At the recent Golf Inc. Conference at the Camelback Inn & Resort in Scottsdale, Ariz., Jeff Silverstein, president of I.R.I. Golf Group, offered some blunt opinions about how the standard operating model for many courses is making it difficult for them to control costs.
Here are some of the things Silverstein had to say about this critical issue:
"I think it's time that the owners of golf courses start taking responsibility for the fact that the associations and the employees that are working at our golf courses have actually taken a stronghold in the industry. The Golf Course Superintendents Association [of America], the USGA as an advisor to our clubs [and] the PGA of America have set standards that the owners have allowed to be set, that have created an expectation from our customer base, that has made, in most cases, the viability and the investment in golf, not very strong.

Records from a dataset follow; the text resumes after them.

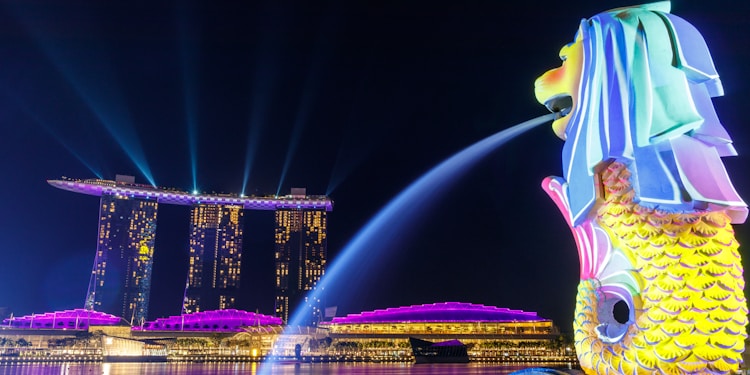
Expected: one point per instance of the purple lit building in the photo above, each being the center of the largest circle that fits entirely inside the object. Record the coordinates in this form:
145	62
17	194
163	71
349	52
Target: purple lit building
121	277
69	319
215	257
120	281
229	320
301	255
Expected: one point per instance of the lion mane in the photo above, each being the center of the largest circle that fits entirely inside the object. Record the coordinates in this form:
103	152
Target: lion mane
645	100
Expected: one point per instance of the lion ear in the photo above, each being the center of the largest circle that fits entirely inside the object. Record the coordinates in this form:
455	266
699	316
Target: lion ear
661	6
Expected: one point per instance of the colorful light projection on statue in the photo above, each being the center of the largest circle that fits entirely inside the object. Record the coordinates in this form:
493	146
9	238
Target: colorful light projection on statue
647	197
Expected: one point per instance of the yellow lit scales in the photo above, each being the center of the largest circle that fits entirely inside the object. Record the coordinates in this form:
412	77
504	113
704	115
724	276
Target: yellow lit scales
647	197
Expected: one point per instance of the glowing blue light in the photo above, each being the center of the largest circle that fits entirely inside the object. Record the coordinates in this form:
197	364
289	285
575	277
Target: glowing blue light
394	219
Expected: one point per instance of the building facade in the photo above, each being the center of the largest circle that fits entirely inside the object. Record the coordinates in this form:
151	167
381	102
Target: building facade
300	257
121	277
215	257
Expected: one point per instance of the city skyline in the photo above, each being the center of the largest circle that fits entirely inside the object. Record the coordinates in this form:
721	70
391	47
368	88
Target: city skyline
121	279
351	100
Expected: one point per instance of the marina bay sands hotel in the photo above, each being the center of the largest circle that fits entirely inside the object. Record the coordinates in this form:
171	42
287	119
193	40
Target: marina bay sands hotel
121	277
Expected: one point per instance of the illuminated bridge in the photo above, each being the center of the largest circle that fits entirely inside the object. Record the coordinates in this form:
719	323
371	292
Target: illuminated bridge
171	196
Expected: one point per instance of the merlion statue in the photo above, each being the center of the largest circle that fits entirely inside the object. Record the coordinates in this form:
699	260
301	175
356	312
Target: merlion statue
647	197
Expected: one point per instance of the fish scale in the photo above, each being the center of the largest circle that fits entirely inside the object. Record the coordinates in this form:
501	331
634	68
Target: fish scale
680	329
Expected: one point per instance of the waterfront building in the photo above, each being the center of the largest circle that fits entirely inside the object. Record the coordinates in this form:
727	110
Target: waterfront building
214	257
300	256
120	280
489	332
121	277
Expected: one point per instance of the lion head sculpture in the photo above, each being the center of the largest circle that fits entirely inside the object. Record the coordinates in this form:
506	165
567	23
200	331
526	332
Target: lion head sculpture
636	86
647	197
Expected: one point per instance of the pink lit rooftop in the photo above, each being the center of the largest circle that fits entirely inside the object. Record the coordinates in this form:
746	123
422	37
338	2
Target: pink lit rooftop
440	312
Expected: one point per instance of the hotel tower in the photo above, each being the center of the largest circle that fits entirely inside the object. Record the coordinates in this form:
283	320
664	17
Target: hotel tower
215	257
301	252
121	278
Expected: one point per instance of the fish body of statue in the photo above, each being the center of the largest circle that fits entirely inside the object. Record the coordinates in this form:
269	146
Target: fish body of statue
647	197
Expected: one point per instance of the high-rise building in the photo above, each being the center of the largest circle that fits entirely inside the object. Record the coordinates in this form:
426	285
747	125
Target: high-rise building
121	278
215	257
300	255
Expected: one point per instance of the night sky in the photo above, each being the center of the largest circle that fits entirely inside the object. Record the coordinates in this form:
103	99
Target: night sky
352	99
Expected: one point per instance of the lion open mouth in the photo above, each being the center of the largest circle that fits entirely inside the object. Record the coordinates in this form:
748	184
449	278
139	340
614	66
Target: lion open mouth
560	105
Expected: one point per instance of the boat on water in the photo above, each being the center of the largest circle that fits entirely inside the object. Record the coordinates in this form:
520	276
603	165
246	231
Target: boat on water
451	351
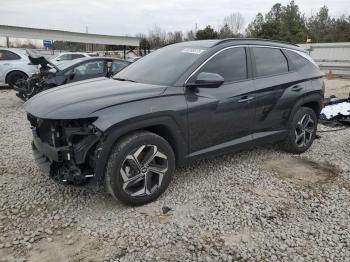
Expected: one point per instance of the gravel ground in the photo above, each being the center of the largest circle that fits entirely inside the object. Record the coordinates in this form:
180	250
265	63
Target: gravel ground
257	205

"In a place like Arizona where your water costs are rising significantly, and your labor costs, your fertilizer costs, are going up, you need to start taking a look at alternative ways to run your facilities. Do you need an $85,000 head professional in your golf shop? Do you need a Class A certified superintendent? Do you need to have fertilizer put down four times a year? You need to take a look at all of those things.
"If we're going to survive as an industry, we're going to have to stop doing things status quo, because too many golf courses have been built that shouldn't have been built and too many golf courses have been purchased for economic reasons that are different than just the operation of that golf course.
"Back in the late '70s and early '80s, when we operated golf courses, our average operating margin at a public golf course was north of 42 percent. Over 50 percent of our portfolio had a 51 percent net operating percentage. We're now in the low 30s. We only have one part of our portfolio that's still in the 40s, in North Carolina. Here in Arizona, we're lucky to be in the high 20s.
"If that continues, the viability of owning these golf courses is not going to be something that we all want to have and the game of golf will be threatened by it. I think we need to all take a look at how we go about operating these golf courses so that we can grow the game of golf and make it a good business."